Wednesday’s Zoom call, which linked the regional capital of Urumqi with China’s mission to the United Nations in Geneva, Switzerland, showed how Beijing is stepping up its efforts to put its case before a global audience. Along with the testimonials and presentations by Chinese officials, foreign diplomats from allies such as Belarus and Pakistan also offered endorsements of Chinese policy.

China’s representative in Geneva, Chen Xu, repeated Beijing’s assertation that accusations over its Xinjiang policies were lies concocted to smear China’s image, obscure Xinjiang’s development and “attempt to restrain China’s developments.”

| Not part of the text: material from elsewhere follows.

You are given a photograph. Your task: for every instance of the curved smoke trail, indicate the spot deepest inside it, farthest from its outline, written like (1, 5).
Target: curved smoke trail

Such attempts are “doomed to failure,” Chen and other officials said during the call.

The new push comes days before a “people’s tribunal” is to open in Britain on allegations of genocide against Uyghurs and other Turkic Muslim people in Xinjiang.

The tribunal is expected to draw dozens of witnesses, although it has no government backing. China has denounced it as a “violation of international law and order.”

The hearings are to be chaired by prominent lawyer Geoffrey Nice, who led the prosecution of ex-Serbian President Slobodan Milosevic and worked with the International Criminal Court.

While the tribunal’s judgment is not binding on any government, organizers hope the process of publicly laying out evidence will compel international action on the alleged abuses.